For over a decade I have been attending the annual Fisheries Workshop hosted by Portland General Electric and the Confederated Tribes of Warm Springs, the owners of the Pelton Round Butte Hydroelectric Project. This workshop discusses the efforts to reintroduce anadromous fish above Lake Billy Chinook with presentations by a wide range of scientists, agencies, and NGOs. The last one was on July 14th. I have been waiting to write about it until the materials were online and I had the chance to get through them.
As I have written for years, reintroduction results continue to fall far short of the goals of the project. Efforts to make improvements continue, however, and I remain hopeful that they will ultimately prove fruitful. The good news is that trout continue to thrive on the lower Deschutes River.
The workshop covered a wide range of topics including the Selective Water Tower and other facility operational enhancements and updates, adult returns, juvenile fish migration studies, smolt acclimation, fish health, water quality, and habitat improvement projects. The bottom line is that adult returns continue to be very low, but efforts continue to make improvements in a wide range of areas.
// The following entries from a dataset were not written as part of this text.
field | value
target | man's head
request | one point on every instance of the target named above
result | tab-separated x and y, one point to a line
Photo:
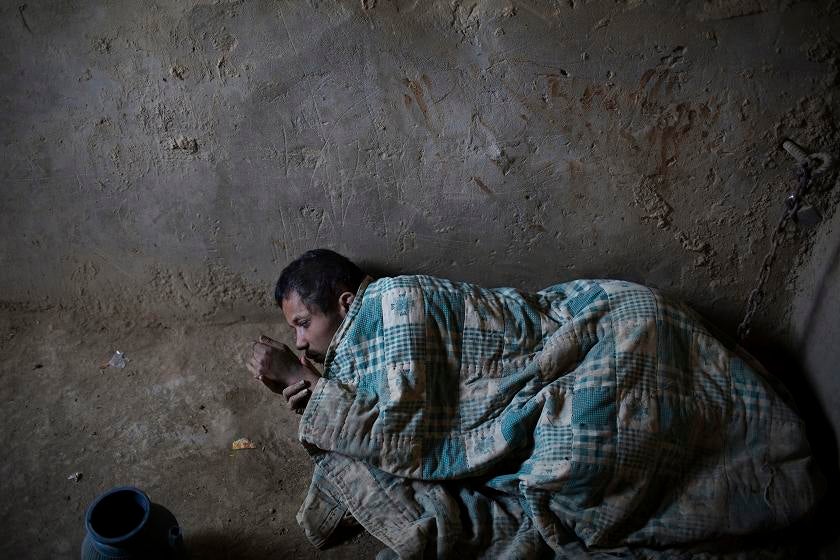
315	292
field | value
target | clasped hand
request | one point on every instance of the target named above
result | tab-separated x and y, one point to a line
279	369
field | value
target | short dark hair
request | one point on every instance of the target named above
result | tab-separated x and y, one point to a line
318	276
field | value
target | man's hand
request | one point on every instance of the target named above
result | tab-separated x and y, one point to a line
279	369
274	364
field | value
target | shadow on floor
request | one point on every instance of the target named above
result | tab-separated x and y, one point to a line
221	546
818	534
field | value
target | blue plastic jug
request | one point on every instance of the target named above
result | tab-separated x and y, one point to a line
124	523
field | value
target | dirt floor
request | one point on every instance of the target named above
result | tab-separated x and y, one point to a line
164	423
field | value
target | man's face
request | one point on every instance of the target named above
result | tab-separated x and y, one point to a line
314	329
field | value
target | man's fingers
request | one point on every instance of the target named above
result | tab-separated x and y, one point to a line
299	400
292	389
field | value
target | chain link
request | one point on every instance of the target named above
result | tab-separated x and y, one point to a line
803	173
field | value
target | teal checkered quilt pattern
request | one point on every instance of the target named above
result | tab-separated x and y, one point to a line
589	415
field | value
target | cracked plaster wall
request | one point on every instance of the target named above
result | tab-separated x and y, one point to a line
164	157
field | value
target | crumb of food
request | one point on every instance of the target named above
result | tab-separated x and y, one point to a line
243	443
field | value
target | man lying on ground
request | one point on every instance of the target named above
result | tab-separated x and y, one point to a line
593	415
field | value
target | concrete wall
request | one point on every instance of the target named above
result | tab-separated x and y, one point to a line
173	156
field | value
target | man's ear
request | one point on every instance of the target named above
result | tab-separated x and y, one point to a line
344	302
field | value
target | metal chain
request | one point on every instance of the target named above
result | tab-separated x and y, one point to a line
803	173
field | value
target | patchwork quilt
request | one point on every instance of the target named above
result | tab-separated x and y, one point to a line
589	418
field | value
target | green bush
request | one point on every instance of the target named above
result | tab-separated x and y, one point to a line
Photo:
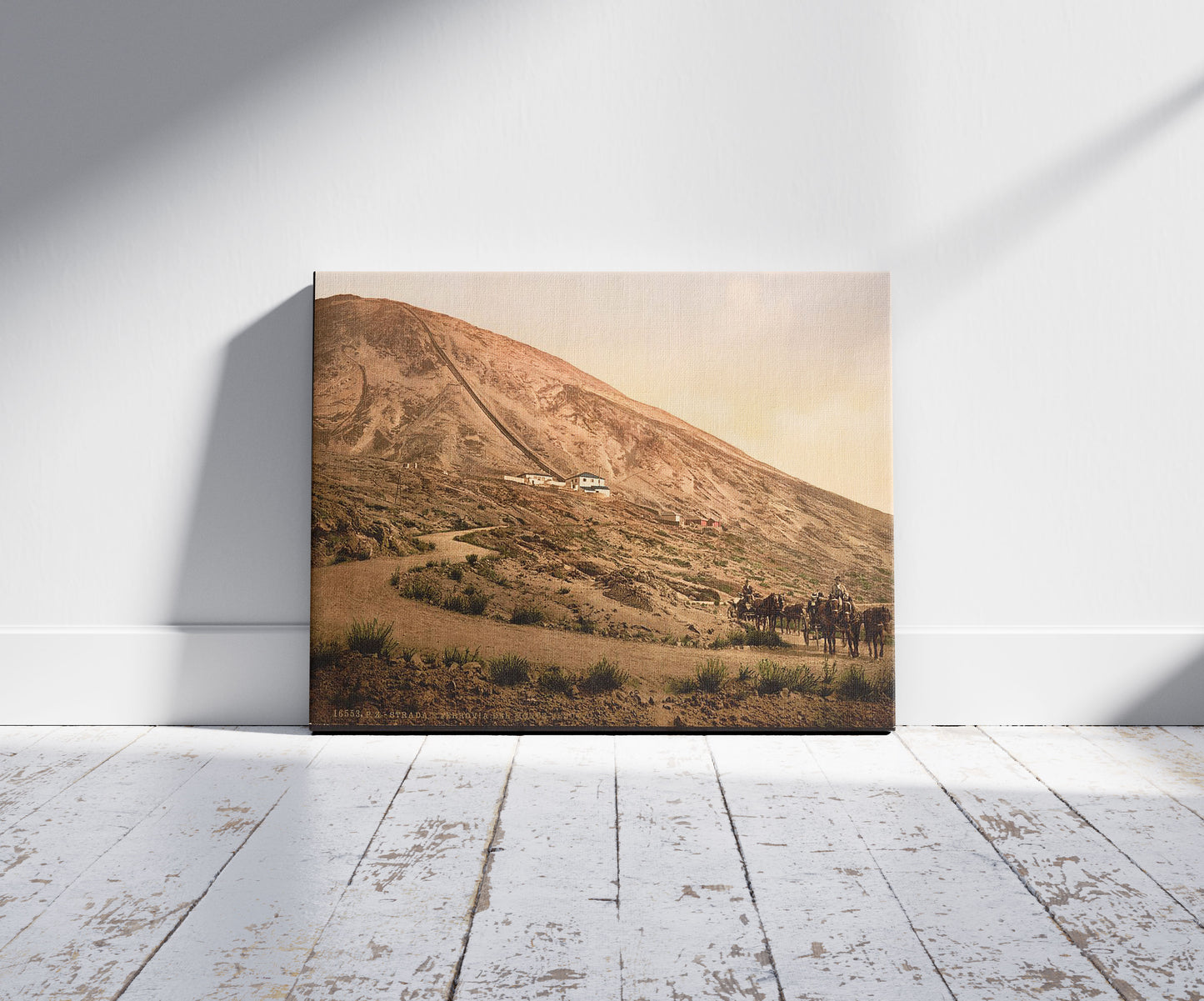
776	678
557	681
855	687
324	654
807	683
762	638
371	638
527	614
827	676
460	657
711	676
603	676
422	589
509	668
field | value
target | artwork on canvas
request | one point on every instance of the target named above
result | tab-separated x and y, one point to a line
602	501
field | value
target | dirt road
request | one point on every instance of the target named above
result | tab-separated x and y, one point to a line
446	547
360	590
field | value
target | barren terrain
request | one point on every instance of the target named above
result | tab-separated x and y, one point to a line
416	529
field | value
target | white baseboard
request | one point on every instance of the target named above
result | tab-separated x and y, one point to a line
165	675
259	675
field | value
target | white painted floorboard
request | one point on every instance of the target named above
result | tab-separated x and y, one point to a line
943	863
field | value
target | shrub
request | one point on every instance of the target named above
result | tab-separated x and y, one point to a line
776	678
711	676
322	654
826	677
460	657
508	668
603	676
527	614
557	679
457	603
807	683
854	686
371	638
422	589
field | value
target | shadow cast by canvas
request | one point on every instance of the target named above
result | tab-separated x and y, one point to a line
242	592
1177	701
952	256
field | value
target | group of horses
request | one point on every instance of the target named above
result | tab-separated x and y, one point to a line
827	616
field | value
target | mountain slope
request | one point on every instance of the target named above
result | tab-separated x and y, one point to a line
397	382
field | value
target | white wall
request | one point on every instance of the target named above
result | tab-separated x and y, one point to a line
171	173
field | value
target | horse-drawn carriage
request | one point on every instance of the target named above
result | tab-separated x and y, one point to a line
827	616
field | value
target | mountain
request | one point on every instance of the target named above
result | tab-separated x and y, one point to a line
397	382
54 upper basin origin returning adult steelhead were captured at the Pelton trap below the re-regulating dam from September 2020 to April 2021. (Steelhead captured at the trap that did not come from the upper basin were released back into the Deschutes and are not part of the count.) 52 of the 54 fish were fit enough to be passed into LBC. 16 of those were from hatchery fry releases or natural spawning in one of the tributaries of LBC, 36 were from hatchery smolt releases.
72 spring chinook were captured at the trap from May 2021 to July 2021. 69 were fit enough to be moved into LBC. 50 of these were from fry releases and the other 19 were from smolt releases. Only 36 adult sockeye were captured at the Pelton Fish trap in 2021.
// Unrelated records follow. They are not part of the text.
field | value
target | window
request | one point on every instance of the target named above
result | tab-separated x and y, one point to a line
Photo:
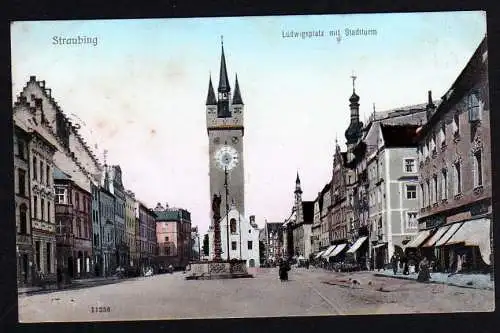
34	169
42	208
458	178
61	195
35	206
233	225
433	143
21	182
48	175
473	108
48	257
23	219
37	254
444	184
410	165
434	190
478	169
428	191
21	149
411	192
456	125
41	171
411	220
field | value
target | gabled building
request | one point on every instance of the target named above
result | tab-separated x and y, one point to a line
173	236
24	241
455	181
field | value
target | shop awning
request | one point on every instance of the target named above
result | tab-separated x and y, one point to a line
421	236
475	233
439	233
357	244
328	251
453	228
337	250
319	254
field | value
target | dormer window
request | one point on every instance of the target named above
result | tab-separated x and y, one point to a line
456	125
442	134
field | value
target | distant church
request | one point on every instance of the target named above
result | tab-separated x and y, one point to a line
225	128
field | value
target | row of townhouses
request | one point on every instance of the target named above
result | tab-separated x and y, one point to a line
73	214
413	181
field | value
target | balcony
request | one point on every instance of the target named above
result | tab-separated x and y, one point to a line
65	240
64	209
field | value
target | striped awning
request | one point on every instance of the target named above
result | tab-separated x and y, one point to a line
357	244
337	250
453	228
421	236
328	251
439	233
319	254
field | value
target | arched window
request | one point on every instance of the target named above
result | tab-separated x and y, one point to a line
23	219
232	224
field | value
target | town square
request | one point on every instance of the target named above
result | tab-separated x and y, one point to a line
162	183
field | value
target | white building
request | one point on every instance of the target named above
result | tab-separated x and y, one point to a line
243	238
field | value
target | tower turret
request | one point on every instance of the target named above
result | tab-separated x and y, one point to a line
211	100
224	90
353	132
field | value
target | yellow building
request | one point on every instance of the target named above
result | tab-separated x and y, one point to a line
130	227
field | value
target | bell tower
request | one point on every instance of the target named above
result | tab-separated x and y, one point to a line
225	129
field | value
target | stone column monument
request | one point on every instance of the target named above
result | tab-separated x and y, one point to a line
216	201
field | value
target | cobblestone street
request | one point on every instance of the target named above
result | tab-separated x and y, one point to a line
307	293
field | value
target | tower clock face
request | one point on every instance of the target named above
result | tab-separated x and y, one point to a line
226	158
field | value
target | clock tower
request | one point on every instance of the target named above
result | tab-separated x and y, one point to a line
224	115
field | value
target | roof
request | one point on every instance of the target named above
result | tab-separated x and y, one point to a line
463	82
211	94
223	79
399	135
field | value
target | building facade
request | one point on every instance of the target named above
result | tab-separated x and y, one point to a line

Some have used these poor results to call for the cessation of operations at the SWW. This is not legally possible under the Federal Regulatory Energy Commission license for operating the hydroelectric project and ignores the bigger picture. Efforts at reintroduction have occurred during a time of record setting high temperatures, historic drought, and widespread anadromous fish population declines over the entire Columbia River Basin. It should not surprise anyone that reintroduction results have been below original expectations.
One comment I continue to hear is that more cold water should be released into the lower Deschutes during the summer to entice more steelhead into the river. This cold water release does occur around the middle of August, but some anglers would like to have it done sooner. The fact is that there is simply not enough cold water in LBC to cool the river in July and early August and maintain the cool temperatures through the fall. Releasing the cold bottom water will not compensate for the very hot temperatures in the summer and leave nothing for the fall. The coldest water must be stored in the spring and early summer for release later in the summer and fall to lower the river temperature when the majority of steelhead return.